I have the following parameters and their respective dimension:
$X:2\times 1$, $W_1:7\times2$, $W_2:1\times7$, $B_1: 7\times 1$ and $B_2:1\times1$, with the following formulation:
$Y=W_2H+B_2$ where $H=\verb+ReLU+(W_1X+B_1)$, the rectified linear unit applied element-wise ($\verb+ReLU+(x)=\max(0,x)$). I want to compute $$\frac{\partial Y}{\partial W_1},$$
by using the chain rule. Hence, I compute
$$\frac{\partial Y}{\partial W_1}=\frac{\partial Y}{\partial H}\cdot\frac{\partial H}{\partial W_1}$$
which is equal to $$W_2\cdot\frac{\partial H}{\partial W_1}.$$
My problem is computing $\frac{\partial H}{\partial W_1}$. I take out $X^T$ from this, by using chain rule, but then it doesn't match the dimesnion for multiplication. How do we go about taking the derivative of $H$ w.r.t. $W_1$, which is a $7\times 2$ matrix?
I was told that the final result has dimesnion $7\times2$, but no matter how I arrange things, I can't come up with the correct result.
Best Answer
Rather than the chain rule, let's tackle the problem using differentials.

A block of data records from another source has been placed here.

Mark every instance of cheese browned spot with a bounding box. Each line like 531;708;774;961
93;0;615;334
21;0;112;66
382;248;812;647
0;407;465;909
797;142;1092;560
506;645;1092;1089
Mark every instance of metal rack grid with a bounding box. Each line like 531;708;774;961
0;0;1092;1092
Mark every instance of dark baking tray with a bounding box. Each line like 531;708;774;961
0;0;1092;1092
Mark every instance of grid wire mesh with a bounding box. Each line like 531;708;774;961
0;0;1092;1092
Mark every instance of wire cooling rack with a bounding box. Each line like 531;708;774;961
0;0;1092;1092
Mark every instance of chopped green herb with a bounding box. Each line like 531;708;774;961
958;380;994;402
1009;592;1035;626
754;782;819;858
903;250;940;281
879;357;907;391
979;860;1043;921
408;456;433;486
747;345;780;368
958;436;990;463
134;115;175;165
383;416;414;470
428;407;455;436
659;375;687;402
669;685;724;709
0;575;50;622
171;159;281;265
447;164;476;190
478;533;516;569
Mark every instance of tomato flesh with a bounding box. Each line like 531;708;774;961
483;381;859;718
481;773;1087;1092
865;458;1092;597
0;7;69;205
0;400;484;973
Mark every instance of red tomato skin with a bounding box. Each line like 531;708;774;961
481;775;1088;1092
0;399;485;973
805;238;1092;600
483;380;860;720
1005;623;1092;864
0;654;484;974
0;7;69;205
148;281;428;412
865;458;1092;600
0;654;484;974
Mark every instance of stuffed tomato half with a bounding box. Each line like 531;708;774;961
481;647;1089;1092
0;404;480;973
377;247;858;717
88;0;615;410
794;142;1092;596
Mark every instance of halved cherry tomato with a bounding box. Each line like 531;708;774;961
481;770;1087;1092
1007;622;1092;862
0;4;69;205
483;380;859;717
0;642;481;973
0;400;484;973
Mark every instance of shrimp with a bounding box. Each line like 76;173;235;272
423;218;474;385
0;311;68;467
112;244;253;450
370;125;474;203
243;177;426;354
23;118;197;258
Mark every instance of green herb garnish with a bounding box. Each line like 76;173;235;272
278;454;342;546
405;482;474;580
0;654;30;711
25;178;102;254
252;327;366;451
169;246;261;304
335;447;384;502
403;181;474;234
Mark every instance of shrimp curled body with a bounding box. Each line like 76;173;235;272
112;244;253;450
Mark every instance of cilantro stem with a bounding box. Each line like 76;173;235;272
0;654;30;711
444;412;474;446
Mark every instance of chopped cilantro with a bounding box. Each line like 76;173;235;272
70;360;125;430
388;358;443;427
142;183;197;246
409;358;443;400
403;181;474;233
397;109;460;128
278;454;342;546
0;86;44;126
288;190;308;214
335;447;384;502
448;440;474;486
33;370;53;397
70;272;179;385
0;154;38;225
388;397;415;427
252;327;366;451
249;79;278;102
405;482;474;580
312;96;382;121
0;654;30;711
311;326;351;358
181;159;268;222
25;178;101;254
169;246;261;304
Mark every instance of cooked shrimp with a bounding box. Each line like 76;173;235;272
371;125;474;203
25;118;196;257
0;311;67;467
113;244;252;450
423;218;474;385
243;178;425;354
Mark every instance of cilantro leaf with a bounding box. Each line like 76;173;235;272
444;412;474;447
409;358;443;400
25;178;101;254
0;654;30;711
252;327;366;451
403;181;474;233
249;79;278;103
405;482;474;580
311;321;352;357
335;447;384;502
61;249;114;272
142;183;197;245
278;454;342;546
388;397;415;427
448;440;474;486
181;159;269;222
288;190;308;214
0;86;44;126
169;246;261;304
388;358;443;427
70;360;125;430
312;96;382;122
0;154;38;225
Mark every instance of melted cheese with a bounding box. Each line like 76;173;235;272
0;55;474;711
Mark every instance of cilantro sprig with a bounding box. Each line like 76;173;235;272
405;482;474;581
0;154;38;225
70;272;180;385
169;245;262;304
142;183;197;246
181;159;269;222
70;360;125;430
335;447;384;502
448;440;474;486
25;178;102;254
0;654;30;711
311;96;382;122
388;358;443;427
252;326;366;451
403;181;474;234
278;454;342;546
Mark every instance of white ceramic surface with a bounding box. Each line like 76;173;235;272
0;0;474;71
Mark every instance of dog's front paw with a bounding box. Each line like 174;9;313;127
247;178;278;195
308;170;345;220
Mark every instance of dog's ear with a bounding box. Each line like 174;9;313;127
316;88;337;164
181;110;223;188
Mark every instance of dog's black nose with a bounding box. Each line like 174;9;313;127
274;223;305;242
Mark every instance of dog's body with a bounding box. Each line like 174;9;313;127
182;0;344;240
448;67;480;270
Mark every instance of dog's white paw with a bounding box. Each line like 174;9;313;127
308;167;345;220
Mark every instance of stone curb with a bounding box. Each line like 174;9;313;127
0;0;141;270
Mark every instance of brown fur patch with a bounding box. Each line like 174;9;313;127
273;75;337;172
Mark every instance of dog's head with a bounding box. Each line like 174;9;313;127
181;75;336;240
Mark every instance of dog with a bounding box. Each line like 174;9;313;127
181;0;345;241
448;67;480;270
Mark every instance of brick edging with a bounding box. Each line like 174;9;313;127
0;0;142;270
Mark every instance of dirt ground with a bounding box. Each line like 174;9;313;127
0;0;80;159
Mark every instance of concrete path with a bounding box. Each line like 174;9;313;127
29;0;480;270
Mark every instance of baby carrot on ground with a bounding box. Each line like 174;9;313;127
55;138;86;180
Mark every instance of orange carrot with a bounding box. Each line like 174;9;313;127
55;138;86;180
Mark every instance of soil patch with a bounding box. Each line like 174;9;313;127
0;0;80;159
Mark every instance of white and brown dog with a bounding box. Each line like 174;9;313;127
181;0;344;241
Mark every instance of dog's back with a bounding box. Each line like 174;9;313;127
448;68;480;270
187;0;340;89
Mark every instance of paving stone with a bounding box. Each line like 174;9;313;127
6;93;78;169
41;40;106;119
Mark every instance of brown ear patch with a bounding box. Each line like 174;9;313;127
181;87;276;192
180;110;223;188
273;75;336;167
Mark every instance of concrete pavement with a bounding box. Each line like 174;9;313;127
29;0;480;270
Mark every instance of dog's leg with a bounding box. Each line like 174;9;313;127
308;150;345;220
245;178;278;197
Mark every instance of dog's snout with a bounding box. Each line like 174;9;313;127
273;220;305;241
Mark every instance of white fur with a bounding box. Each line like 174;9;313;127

Let's use the convention that an upppercase letter is a matrix, lowercase is a column vector, and a greek letter is a scalar. Now let's define some variables and their differentials $$\eqalign{ z &= W_1x+b_1 &\implies dz=dW_1\,x \cr h &= {\rm relu}(z) &\implies dh={\rm step}(z)\odot dz = s\odot dz \cr }$$ where ${\rm step}(z)$ is the Heaviside step function. Both the relu and step functions are applied elementwise to their arguments.

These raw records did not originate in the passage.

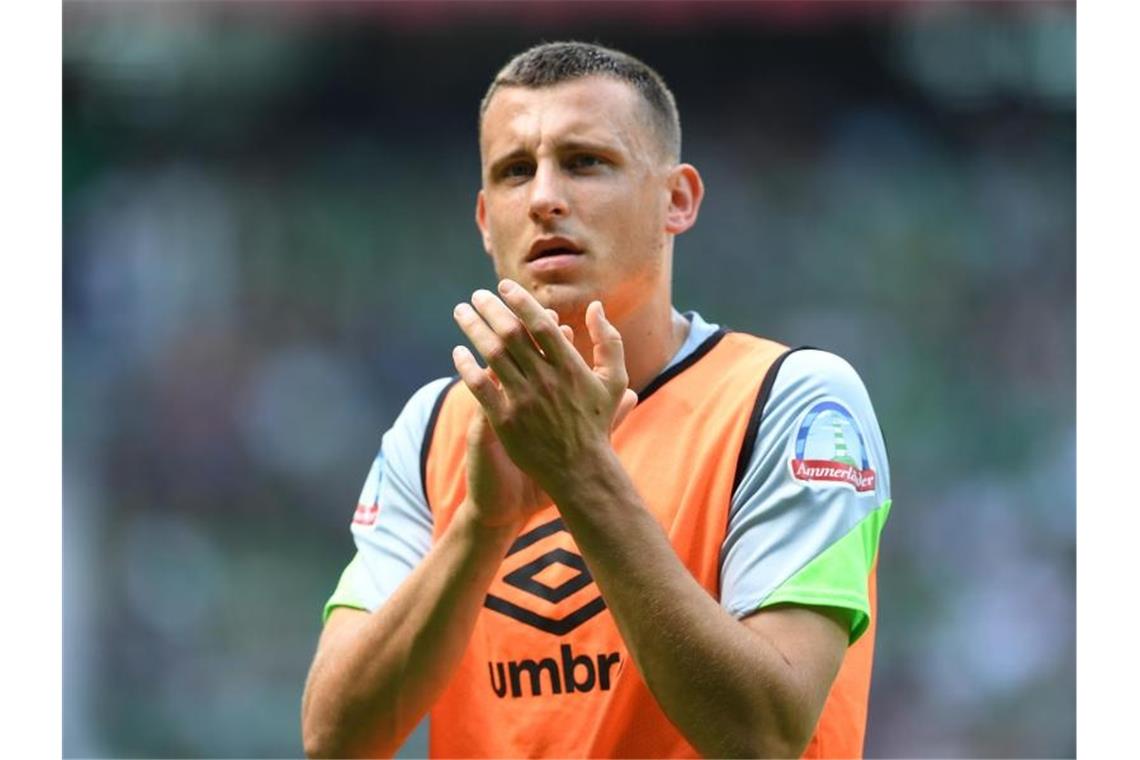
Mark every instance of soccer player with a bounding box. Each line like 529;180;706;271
302;42;890;758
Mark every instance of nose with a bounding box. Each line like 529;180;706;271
530;162;570;222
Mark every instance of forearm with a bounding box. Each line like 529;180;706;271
302;505;518;757
551;452;817;757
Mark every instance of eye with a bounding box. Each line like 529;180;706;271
499;161;535;179
567;153;606;171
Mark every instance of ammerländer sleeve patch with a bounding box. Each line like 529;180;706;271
788;401;876;493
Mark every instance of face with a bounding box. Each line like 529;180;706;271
475;76;673;320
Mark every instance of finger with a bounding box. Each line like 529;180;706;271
454;303;522;385
586;301;629;390
498;279;585;363
471;289;543;375
451;345;505;419
610;387;637;431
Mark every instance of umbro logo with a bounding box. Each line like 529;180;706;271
483;517;605;636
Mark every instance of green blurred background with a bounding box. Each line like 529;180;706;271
63;2;1076;757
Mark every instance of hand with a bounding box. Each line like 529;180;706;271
453;280;637;501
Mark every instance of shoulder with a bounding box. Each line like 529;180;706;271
759;349;889;498
772;348;870;403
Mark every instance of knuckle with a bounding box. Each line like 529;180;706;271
503;321;527;343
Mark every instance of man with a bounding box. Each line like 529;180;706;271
302;43;889;757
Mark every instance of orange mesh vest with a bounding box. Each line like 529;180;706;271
423;333;876;758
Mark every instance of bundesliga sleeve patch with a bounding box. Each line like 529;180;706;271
788;401;874;493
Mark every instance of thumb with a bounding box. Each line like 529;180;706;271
467;409;498;452
610;387;637;431
586;301;629;390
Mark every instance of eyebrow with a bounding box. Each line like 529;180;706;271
488;140;622;177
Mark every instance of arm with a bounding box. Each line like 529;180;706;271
302;502;519;757
456;283;847;757
301;387;549;757
542;451;848;757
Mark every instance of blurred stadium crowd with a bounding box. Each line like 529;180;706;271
63;2;1076;757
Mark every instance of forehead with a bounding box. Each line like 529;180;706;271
479;76;652;160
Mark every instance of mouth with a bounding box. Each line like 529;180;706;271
523;237;583;263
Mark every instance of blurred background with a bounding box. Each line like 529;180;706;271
63;2;1076;758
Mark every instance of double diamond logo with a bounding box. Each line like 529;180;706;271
483;517;605;636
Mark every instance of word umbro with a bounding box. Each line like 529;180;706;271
487;644;621;698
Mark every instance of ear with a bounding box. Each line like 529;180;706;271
665;164;705;235
475;190;491;256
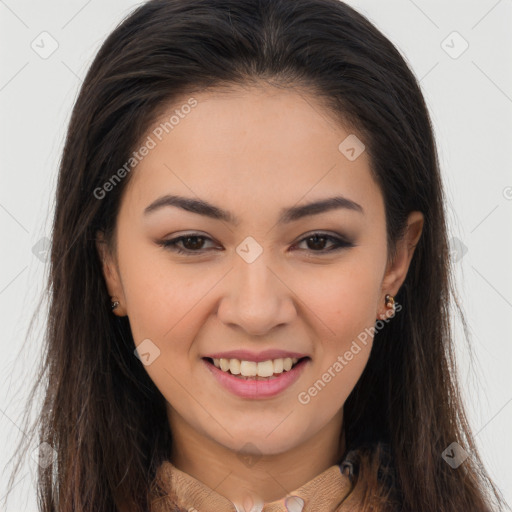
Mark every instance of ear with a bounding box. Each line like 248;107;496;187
96;231;126;316
377;211;424;318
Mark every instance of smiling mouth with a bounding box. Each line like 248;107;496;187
203;356;310;381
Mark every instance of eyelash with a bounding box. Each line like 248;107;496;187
157;232;355;255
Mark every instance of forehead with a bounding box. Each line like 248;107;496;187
125;86;381;222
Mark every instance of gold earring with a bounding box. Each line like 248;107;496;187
385;293;395;308
110;297;119;311
379;293;395;320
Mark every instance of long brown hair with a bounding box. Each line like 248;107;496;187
3;0;505;512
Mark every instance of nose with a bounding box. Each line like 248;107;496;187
217;251;297;336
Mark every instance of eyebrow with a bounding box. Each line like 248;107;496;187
144;194;364;226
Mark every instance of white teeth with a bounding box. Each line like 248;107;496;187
229;359;240;375
213;357;299;377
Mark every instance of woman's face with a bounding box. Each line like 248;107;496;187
98;87;421;454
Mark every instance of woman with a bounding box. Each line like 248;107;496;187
3;0;505;512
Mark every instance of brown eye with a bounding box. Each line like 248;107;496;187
299;233;354;253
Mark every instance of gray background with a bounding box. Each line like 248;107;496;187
0;0;512;511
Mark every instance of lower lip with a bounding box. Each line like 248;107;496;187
203;359;310;399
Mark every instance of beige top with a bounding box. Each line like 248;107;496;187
151;461;353;512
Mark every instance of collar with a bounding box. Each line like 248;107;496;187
152;460;352;512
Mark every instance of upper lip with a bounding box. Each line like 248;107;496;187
203;349;309;363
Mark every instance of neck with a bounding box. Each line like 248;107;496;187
169;409;345;504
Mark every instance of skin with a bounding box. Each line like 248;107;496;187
97;85;423;503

Now take the differential and gradient of the function. $$\eqalign{ \phi &= w_2^Th + \beta_2 \cr &= w_2:h + \beta_2 \cr \cr d\phi &= w_2:dh \cr &= w_2:(s\odot dz) \cr &= (s\odot w_2):dz \cr &= (s\odot w_2):dW_1\,x \cr &= (s\odot w_2)x^T:dW_1 \cr \cr \frac{\partial\phi}{\partial W_1} &= (w_2\odot s)x^T \cr &= \Big(w_2\odot{\rm step}(W_1x+b_1)\Big)x^T \cr\cr }$$ In the above, I used the notations $$\eqalign{ &A:B = {\rm tr}(A^TB) \cr &A\odot B \cr }$$ for the trace/Frobenius and elementwise/Hadamard products, respectively.